Ted Duane Balliett, 21, who is homeless, was charged with breaking and entering a house of worship, larceny after breaking and entering and possession of stolen goods.

Eddie Beddingfield, pastor of First Baptist Church, said Balliett asked the church secretary last week if he could park his bike at the church so nobody would steal it while he went to the library.

"When he left, he waved at us to thank us," Beddingfield said.

Balliett apparently returned to the church, in the 200 block of Anderson Street, on Sunday, after services were over and everyone had left, the minister said.

"We have him on some of our security videos in different areas of the church," he said, including riding his bike through a hallway.

"It's actually kind of humorous that he would come back and commit a felony," Beddingfield said.

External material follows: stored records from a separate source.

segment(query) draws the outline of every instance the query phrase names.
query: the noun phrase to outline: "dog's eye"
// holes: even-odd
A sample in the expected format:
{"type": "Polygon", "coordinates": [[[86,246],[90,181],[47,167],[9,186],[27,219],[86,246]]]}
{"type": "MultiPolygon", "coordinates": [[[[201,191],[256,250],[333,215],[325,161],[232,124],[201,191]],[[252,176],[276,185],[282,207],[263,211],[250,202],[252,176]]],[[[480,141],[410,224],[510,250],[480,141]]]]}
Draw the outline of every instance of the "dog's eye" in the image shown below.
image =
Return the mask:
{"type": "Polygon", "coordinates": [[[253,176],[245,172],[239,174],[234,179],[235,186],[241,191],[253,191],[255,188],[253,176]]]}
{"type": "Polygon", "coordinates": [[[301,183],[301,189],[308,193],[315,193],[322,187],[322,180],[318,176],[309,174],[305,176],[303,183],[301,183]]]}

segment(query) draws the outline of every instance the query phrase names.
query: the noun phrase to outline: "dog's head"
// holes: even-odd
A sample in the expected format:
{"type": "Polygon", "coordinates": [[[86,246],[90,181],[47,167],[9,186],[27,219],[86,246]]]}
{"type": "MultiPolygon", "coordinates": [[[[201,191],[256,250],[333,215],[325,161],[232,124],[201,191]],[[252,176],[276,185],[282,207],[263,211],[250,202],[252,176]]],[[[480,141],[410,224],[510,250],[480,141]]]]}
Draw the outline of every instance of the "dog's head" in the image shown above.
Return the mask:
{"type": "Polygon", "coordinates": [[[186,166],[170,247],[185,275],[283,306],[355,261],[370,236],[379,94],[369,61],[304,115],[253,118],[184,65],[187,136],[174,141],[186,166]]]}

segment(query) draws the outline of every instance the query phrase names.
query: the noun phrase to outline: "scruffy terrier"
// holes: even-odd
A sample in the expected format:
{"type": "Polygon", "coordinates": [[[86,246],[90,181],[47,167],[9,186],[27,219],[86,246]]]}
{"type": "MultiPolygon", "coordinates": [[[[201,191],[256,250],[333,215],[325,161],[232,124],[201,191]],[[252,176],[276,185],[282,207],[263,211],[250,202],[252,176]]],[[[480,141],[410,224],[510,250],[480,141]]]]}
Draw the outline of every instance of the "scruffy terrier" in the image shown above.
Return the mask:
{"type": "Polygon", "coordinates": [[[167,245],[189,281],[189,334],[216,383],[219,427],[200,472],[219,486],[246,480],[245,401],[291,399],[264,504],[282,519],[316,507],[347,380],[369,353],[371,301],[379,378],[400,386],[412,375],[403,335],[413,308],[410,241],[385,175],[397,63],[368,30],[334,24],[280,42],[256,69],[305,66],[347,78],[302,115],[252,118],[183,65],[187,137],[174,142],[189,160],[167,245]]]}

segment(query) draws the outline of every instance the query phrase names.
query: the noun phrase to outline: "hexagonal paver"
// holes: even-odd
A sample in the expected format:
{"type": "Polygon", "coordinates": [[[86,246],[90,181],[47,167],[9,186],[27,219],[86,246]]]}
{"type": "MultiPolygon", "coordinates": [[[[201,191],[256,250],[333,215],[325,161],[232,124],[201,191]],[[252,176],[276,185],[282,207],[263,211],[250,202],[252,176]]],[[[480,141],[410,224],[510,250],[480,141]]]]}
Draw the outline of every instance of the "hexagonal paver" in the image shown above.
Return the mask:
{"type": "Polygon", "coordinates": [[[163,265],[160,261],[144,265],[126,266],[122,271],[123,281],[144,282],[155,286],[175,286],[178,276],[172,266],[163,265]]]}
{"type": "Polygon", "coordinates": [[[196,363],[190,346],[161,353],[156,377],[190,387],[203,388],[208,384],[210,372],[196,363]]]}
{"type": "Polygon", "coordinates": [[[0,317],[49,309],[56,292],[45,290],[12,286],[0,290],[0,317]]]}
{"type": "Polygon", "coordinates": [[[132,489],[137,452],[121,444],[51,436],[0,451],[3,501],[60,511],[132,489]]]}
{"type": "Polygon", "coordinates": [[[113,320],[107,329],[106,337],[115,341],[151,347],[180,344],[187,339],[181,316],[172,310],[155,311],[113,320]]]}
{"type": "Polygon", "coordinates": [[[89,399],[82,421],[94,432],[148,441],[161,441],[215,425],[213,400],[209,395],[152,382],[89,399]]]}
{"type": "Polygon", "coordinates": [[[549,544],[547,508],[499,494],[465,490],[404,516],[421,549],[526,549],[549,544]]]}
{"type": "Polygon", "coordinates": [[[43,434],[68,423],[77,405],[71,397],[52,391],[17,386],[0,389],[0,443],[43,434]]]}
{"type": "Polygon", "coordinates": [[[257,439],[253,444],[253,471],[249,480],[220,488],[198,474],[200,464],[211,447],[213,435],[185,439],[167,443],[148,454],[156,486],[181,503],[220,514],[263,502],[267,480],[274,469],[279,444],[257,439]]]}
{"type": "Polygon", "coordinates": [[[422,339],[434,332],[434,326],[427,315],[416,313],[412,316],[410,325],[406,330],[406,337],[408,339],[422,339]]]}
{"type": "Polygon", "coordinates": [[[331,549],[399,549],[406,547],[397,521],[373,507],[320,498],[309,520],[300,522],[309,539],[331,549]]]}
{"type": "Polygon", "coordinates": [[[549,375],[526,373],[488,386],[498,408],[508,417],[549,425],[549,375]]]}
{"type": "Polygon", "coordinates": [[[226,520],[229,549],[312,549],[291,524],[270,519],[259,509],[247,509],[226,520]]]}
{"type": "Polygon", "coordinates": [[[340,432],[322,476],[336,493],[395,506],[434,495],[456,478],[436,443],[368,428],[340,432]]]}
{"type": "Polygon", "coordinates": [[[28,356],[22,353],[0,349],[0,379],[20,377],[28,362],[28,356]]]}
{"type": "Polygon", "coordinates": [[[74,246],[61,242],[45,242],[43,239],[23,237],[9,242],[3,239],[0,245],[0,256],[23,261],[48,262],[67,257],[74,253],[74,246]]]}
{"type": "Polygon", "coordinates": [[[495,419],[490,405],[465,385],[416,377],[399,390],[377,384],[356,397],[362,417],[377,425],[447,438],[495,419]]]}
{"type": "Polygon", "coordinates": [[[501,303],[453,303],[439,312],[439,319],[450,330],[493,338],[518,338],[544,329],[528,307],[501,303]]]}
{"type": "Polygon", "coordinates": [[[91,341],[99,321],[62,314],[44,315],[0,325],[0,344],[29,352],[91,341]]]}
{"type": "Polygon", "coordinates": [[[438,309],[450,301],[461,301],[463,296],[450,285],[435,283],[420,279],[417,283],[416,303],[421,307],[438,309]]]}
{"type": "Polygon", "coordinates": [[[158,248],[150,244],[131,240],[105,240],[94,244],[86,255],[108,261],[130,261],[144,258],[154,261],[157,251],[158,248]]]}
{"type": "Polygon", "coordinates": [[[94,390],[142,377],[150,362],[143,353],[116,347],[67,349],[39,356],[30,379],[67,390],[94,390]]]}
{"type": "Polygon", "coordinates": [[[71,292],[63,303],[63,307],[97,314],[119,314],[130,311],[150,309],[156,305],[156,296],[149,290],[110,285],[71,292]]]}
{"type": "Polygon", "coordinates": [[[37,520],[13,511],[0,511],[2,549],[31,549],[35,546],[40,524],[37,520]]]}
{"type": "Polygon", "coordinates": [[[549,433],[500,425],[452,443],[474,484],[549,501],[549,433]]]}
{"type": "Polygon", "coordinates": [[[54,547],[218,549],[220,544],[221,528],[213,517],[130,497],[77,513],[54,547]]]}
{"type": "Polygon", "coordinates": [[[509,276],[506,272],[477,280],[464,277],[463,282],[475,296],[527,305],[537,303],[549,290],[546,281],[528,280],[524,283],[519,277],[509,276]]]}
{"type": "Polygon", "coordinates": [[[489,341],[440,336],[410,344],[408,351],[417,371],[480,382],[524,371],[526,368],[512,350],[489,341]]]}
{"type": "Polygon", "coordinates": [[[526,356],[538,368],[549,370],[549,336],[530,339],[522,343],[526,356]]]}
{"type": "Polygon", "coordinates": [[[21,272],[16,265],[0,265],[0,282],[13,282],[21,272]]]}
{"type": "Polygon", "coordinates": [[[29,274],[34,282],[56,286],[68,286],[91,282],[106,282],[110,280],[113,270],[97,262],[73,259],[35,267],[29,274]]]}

On Monday, church staff members noticed that a $4,000 video projector was missing, and Fayetteville police released a series of surveillance images of Balliett mugging for the church security camera to generate leads on his identity and whereabouts.

Police dubbed him the "surveillance cam poser" and an "attention-starved subject" in news releases about the case.

"In my opinion, it's kind of a stupid move," police spokesman Dan Grubb said of posing for the security camera. "He didn't seem as excited in the mugshot as he did in the surveillance shot."

Officers arrested Balliett Thursday night in another church parking lot.

"I don't know if he's just targeting churches or not," Grubb said.

Balliett was being held Friday in the Cumberland County Detention Center under $5,000 bond. Grubb said he surrendered the projector, which officers returned to the church.

Beddingfield said the church has forgiven Balliett.

"God is a God of second chances, and we believe that," he said. "We don't hold grudges."